2.5 Os atores da pesquisa: os jovens

Acredito que a forma pela qual percebemos o mundo orienta as nossas ações (MATOS, 2006). Numa sociedade fortemente influenciada pelo olhar adulto, quem não se encontra nessa fase sofre algum tipo de discriminação. Nessa perspectiva, as etapas da vida não correspondem simplesmente a etapas biológicas, mas também às funções

sociais. Cabe a pergunta: qual a função social destinada ao jovem no decorrer dos variados momentos históricos? Sobre a qual discorrerei a seguir.

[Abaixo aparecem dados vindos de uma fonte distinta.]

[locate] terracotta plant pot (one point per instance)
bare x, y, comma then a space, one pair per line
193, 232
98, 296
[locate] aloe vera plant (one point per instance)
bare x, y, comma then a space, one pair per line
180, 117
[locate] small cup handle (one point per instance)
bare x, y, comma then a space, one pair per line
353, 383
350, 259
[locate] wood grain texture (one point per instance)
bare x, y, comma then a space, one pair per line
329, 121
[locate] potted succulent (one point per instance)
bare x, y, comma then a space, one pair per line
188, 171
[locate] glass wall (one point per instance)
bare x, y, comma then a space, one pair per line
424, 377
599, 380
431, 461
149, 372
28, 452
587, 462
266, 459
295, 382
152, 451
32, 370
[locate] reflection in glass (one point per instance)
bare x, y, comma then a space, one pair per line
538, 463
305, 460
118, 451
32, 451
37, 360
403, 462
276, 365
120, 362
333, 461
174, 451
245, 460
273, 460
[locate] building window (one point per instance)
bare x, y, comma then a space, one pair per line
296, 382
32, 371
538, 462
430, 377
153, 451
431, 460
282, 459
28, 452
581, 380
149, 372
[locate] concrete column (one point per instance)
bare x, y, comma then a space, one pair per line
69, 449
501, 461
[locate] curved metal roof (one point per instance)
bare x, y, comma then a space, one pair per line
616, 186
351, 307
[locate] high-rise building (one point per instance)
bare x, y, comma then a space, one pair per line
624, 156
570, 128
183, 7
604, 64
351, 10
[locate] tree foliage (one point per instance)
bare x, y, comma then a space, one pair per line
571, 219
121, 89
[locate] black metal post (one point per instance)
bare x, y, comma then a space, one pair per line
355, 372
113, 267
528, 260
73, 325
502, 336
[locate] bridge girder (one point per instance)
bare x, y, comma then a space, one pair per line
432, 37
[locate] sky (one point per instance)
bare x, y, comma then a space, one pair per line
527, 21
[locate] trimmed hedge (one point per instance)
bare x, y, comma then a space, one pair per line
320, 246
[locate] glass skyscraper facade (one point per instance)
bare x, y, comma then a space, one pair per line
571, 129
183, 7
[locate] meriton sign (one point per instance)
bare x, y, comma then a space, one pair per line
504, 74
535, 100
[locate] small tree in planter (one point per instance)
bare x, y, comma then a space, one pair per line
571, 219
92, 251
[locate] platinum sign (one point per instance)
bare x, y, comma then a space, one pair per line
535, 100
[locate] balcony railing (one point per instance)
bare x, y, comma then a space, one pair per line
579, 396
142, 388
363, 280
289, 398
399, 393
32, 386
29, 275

Segundo Levi; Schimitt (1996), até o século XVIII, o jovem foi confundido com a criança e os sujeitos que se localizavam em alguma dessas fases não eram percebidos em suas especificidades. Sua função era aguardar a passagem de um tempo restrito (pequeno intervalo) para ser integrado ao universo adulto. Devo ressaltar, que “em nenhum lugar, em nenhum momento da história, a juventude poderia ser definida segundo critérios exclusivamente biológicos ou jurídicos. Sempre e em todos os lugares, ela é investida de outros símbolos e de outros valores” (LEVI; SCHIMITT, 1996, p.14). Tal posicionamento vem somar aos que já foram apresentados, com a intenção de reforçar a necessidade de contextualização histórica e cultural de qualquer investigação sobre juventude (FROTA, 2007).

A compreensão da juventude no cenário da sociedade contemporânea, de acordo com Melucci (1997), de fato, esta fase não é mais somente considerada apenas sob o aspecto de uma condição biológica, mas também sob a compreensão de uma definição cultural.

Com uma importante contribuição na área da sociologia da juventude, Groppo (2000, p.8) afirma que este período “Trata-se não apenas de limites etários pretensamente naturais ou objetivos, mas também, e principalmente, de representações simbólicas e situações sociais com suas próprias formas que têm importante influência nas sociedades modernas”. Ainda nessa perspectiva, o mesmo autor afirma que a categoria social da juventude assume importância fundamental para a possibilidade de compreensão sobre as diversas características presentes nas sociedades modernas, o funcionamento delas e suas transformações. Daí reside também o meu interesse em aprofundar conhecimentos sobre tal fase evolutiva.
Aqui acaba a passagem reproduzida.